Reasons for College Disappointment
Your reasons will never be like someone else’s because no two lives are the same. However, there are common themes among the complaints by the disillusioned and tell-all posts I’ve read. Do you recognize yourself in any of these stories?
- I never knew what I wanted to do and switched between majors three times already. Few 18-year-olds are sure about their future career and life plans, and asking them to commit to one major leads to disappointment, lost time, and wasted money.
- I was a straight-A student in high school, but I can barely get Cs in college. Grading systems differ across the country, and you can quickly become discouraged when your best efforts produce mediocre results.
- The professors teach nothing but theory when what I want are practical skills. Many subjects might seem outdated and irrelevant, especially in highly dynamic fields, such as Software Engineering, Data Science, Marketing, and more. You might get more useful information from free online courses than you do in school.

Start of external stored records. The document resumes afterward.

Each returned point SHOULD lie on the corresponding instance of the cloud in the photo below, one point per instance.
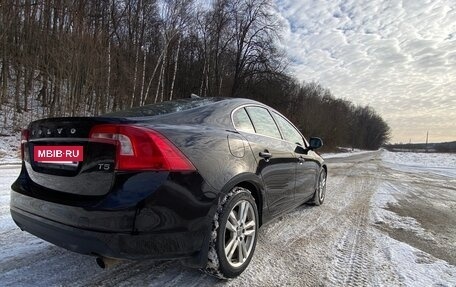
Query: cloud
(397, 56)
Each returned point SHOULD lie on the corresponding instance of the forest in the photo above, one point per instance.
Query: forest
(89, 57)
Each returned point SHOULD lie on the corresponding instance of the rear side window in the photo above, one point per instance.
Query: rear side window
(288, 131)
(242, 121)
(263, 122)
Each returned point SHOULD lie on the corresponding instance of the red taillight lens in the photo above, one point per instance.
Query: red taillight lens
(24, 139)
(140, 148)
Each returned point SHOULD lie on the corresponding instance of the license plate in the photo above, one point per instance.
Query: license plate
(58, 153)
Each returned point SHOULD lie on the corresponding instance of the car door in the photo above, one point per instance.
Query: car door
(276, 164)
(308, 166)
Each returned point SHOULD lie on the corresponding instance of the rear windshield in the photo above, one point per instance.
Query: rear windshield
(163, 108)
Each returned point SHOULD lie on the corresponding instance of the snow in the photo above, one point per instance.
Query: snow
(344, 154)
(416, 268)
(438, 163)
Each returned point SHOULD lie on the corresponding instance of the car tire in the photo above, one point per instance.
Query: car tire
(234, 234)
(320, 190)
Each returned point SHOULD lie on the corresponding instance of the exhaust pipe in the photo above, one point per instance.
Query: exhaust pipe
(105, 262)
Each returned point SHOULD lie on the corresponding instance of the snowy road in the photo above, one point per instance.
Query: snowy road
(388, 220)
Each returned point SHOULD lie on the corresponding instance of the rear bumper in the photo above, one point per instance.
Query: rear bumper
(115, 245)
(145, 215)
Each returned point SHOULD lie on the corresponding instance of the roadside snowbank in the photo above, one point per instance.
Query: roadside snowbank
(415, 267)
(439, 163)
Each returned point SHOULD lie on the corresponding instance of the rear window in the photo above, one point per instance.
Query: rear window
(263, 122)
(242, 121)
(163, 108)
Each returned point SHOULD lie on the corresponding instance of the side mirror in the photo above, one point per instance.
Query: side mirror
(315, 143)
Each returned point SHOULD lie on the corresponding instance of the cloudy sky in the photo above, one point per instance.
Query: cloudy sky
(398, 57)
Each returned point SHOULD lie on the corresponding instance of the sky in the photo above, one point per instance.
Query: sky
(398, 57)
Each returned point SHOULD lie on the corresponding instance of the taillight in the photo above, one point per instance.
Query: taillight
(140, 148)
(24, 140)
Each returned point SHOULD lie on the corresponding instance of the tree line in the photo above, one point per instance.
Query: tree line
(72, 58)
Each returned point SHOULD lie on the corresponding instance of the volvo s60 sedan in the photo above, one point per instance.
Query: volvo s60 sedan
(190, 179)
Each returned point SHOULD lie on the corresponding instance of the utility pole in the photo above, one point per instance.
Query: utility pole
(427, 138)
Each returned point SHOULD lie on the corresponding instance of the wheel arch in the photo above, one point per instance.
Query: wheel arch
(254, 184)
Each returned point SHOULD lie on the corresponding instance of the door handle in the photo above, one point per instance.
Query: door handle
(266, 155)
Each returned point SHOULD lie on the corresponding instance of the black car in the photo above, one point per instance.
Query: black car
(190, 179)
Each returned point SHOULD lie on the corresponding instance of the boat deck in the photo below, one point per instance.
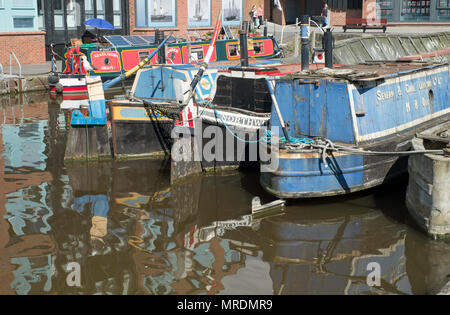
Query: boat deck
(369, 71)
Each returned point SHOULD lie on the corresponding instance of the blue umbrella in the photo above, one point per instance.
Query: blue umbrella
(100, 24)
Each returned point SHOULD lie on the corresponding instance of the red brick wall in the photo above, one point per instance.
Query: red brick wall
(29, 47)
(182, 18)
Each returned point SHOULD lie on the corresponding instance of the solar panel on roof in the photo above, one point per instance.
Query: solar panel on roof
(149, 38)
(136, 40)
(117, 40)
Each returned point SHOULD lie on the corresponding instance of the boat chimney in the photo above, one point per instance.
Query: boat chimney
(159, 38)
(328, 46)
(305, 42)
(243, 47)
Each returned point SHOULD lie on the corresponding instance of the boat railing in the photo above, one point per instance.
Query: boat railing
(11, 55)
(284, 28)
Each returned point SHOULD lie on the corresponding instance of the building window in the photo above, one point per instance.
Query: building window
(41, 8)
(337, 4)
(155, 13)
(20, 23)
(22, 4)
(231, 12)
(199, 13)
(443, 10)
(415, 10)
(100, 9)
(386, 8)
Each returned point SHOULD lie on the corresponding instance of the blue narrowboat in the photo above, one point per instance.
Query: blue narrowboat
(358, 122)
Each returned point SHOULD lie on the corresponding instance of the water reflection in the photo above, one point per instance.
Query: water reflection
(132, 233)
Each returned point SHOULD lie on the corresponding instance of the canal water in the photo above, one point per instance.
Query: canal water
(118, 227)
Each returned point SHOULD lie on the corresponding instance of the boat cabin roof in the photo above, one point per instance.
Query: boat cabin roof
(367, 71)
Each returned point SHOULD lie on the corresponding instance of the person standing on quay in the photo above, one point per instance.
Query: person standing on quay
(259, 13)
(325, 14)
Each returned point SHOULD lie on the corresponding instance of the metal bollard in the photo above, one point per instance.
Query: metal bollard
(305, 42)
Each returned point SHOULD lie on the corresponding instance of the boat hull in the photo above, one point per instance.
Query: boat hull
(382, 117)
(428, 194)
(139, 131)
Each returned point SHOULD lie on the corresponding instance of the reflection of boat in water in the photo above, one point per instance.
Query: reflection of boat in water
(232, 13)
(329, 252)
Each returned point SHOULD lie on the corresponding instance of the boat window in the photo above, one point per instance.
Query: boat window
(196, 53)
(258, 47)
(233, 50)
(143, 55)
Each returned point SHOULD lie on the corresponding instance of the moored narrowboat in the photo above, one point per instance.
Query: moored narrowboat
(122, 53)
(428, 194)
(359, 121)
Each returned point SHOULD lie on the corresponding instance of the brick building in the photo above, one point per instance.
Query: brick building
(19, 32)
(185, 17)
(397, 12)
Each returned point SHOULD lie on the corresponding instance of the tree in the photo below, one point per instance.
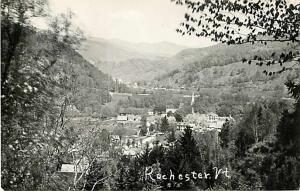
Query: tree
(143, 126)
(242, 22)
(178, 117)
(35, 94)
(225, 133)
(164, 124)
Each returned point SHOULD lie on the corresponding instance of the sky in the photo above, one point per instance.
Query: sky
(130, 20)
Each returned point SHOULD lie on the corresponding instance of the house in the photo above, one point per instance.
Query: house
(171, 110)
(122, 118)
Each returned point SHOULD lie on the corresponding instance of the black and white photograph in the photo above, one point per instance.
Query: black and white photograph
(150, 95)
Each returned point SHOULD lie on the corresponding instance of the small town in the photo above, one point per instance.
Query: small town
(127, 95)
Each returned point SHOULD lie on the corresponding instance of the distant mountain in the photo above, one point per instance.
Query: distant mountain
(129, 61)
(220, 68)
(98, 49)
(160, 49)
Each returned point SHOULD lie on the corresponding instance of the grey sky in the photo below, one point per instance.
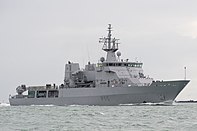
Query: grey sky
(37, 37)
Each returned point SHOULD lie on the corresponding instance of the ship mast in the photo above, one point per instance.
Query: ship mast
(110, 45)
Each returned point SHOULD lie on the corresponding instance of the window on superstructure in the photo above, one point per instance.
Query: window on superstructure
(31, 94)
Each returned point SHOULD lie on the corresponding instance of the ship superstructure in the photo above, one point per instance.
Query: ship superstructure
(112, 81)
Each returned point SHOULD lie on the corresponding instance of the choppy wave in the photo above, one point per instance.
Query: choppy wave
(4, 104)
(144, 116)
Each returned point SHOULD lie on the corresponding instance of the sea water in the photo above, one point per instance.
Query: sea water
(99, 118)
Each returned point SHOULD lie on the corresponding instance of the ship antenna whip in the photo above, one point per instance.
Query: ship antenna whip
(185, 69)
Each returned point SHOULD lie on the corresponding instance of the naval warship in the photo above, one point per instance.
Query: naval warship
(112, 81)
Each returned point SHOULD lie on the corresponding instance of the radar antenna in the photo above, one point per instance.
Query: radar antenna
(110, 44)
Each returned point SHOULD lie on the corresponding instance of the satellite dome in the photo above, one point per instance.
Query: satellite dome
(102, 59)
(118, 53)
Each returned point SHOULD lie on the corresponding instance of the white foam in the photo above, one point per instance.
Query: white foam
(4, 104)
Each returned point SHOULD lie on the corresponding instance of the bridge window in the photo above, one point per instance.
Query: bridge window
(31, 94)
(41, 94)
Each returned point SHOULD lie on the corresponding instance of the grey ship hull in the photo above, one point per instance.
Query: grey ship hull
(109, 96)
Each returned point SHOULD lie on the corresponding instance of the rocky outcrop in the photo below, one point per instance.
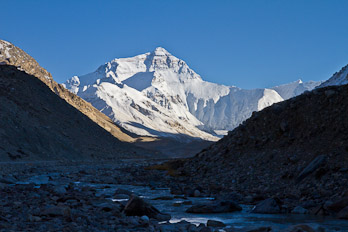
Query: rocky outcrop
(295, 150)
(36, 124)
(12, 55)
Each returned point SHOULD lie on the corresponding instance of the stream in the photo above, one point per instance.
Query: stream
(174, 205)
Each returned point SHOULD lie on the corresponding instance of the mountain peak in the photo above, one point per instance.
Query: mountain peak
(159, 51)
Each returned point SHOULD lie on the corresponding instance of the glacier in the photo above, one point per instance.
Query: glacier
(157, 94)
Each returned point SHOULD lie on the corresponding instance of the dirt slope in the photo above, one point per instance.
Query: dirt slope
(12, 55)
(296, 149)
(36, 124)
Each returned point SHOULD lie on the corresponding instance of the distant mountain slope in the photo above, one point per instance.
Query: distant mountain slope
(157, 94)
(36, 124)
(12, 55)
(295, 150)
(339, 78)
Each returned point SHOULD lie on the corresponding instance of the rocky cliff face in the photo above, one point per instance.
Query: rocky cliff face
(296, 149)
(36, 124)
(338, 78)
(157, 94)
(12, 55)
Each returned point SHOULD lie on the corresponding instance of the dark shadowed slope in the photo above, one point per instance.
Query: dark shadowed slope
(296, 149)
(12, 55)
(36, 124)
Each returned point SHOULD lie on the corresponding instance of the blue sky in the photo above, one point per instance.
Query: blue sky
(248, 44)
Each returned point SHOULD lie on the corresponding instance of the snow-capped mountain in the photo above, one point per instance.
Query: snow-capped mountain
(338, 78)
(157, 94)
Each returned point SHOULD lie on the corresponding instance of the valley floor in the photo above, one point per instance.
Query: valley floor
(60, 196)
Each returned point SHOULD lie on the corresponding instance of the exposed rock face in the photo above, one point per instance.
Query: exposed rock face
(157, 85)
(296, 149)
(36, 124)
(12, 55)
(338, 78)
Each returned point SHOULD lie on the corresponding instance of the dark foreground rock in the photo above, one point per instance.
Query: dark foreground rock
(215, 207)
(138, 207)
(268, 206)
(295, 151)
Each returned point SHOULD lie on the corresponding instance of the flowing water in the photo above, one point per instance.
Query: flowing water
(236, 219)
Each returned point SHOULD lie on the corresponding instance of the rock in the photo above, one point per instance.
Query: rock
(343, 214)
(261, 229)
(205, 229)
(33, 218)
(121, 196)
(196, 193)
(215, 207)
(337, 205)
(312, 166)
(138, 207)
(60, 189)
(329, 92)
(39, 180)
(299, 210)
(123, 191)
(56, 211)
(8, 180)
(187, 203)
(145, 219)
(270, 206)
(303, 228)
(166, 198)
(214, 223)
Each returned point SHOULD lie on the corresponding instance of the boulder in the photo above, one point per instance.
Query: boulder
(337, 205)
(215, 207)
(299, 210)
(214, 223)
(312, 166)
(343, 214)
(268, 206)
(138, 207)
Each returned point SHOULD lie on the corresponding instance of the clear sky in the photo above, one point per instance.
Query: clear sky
(248, 44)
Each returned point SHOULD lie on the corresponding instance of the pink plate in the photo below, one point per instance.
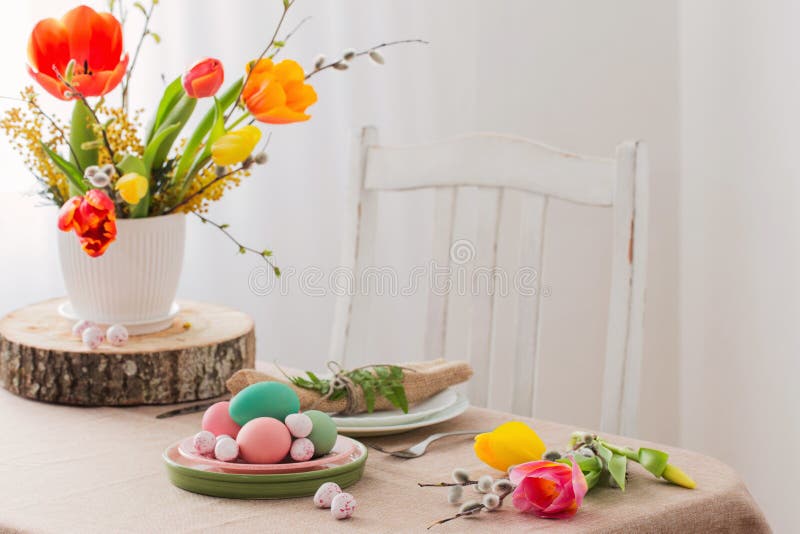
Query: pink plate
(343, 449)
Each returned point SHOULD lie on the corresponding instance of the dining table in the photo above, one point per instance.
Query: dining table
(85, 470)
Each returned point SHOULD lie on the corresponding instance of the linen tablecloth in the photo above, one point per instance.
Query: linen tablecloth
(68, 469)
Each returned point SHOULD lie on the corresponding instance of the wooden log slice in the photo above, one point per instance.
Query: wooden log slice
(41, 359)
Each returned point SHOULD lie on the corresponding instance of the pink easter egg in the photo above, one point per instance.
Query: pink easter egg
(325, 494)
(217, 420)
(264, 440)
(343, 506)
(302, 450)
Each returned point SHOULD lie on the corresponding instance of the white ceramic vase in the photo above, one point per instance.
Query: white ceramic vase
(134, 282)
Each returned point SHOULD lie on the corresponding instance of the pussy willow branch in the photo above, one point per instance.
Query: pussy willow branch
(223, 228)
(60, 131)
(145, 32)
(363, 53)
(286, 6)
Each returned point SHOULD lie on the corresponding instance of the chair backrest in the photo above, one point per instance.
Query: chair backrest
(501, 332)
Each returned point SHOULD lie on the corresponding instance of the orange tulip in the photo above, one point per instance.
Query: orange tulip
(93, 219)
(204, 78)
(93, 40)
(277, 94)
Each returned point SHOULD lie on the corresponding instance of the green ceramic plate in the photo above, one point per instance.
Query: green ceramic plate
(199, 478)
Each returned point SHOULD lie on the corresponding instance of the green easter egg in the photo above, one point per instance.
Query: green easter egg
(263, 399)
(323, 435)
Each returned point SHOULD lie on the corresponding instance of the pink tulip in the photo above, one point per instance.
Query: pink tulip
(204, 78)
(548, 489)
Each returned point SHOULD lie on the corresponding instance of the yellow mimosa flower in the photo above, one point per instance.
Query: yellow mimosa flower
(234, 147)
(509, 444)
(132, 187)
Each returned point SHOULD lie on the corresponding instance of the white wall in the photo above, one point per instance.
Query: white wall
(579, 75)
(740, 275)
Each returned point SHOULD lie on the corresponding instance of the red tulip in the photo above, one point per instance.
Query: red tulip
(204, 78)
(93, 40)
(548, 489)
(93, 219)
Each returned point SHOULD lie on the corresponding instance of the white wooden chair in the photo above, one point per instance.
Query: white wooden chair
(496, 332)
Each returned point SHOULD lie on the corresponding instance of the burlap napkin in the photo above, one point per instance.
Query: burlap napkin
(426, 380)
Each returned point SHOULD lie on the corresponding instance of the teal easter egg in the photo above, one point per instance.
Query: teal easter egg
(323, 434)
(263, 399)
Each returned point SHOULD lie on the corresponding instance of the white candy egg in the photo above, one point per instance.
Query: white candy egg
(325, 494)
(299, 424)
(117, 335)
(92, 337)
(343, 506)
(226, 450)
(80, 326)
(204, 442)
(302, 450)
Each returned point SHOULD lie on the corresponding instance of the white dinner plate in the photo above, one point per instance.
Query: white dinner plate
(459, 407)
(427, 408)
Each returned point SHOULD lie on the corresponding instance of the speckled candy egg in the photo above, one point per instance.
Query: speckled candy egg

- I wanted to make lifelong friends in college but, instead, feel more isolated than ever. The higher the school’s standards, the more motivated students are, but the less interested in socializing. College can quickly become a depressing experience if you have no one to share it with.
These are just a few examples of why your peers become disappointed in the college experience. However, your reasons might be more personal, such as homesickness, anxiety, or depression. Whatever you feel, remember that your emotions are 100% justified, and no one can tell you what to feel. However, there are productive and unproductive ways to process your feelings and acting on them. Let’s talk about what you can do about your disillusionment.
What Can You Do About Disappointment in College?
Whichever course of action you choose, the first thing on your to-do list should be acceptance. Admit that college has turned into a disappointment and that it is a problem that needs to be addressed. The longer you deny reality, the less chance of improving the situation is left.
With your admission in mind, use one or more of these strategies to resolve the crisis:
- Talk to the campus therapist and your academic advisor about your feelings and ask for advice. The former will suggest self-help measures to alleviate your emotional turmoil. The latter will offer solutions to deal with your academic disappointment, up to and including taking a gap year, switching your major, or taking a semester abroad.
- Find on-campus help groups for students like you. You don’t need to join a 12-step program, but talking about your struggles and listening to others going through the same things will put your disappointment in perspective and help you accept that college experience is different for everyone.
- Find a reliable company that offers college homework help. Professional writers will take over your papers and free up your time. You might enjoy college much more if you are not glued to your laptop and books 24/7 without a chance to enjoy parties, sports events, and more.
Have you already beaten college disappointment? If so, share your secret to help fellow students struggling under strain. But if you are still in the middle of an existential crisis, do not lose hope. Remember that you are not alone and give our advice a try.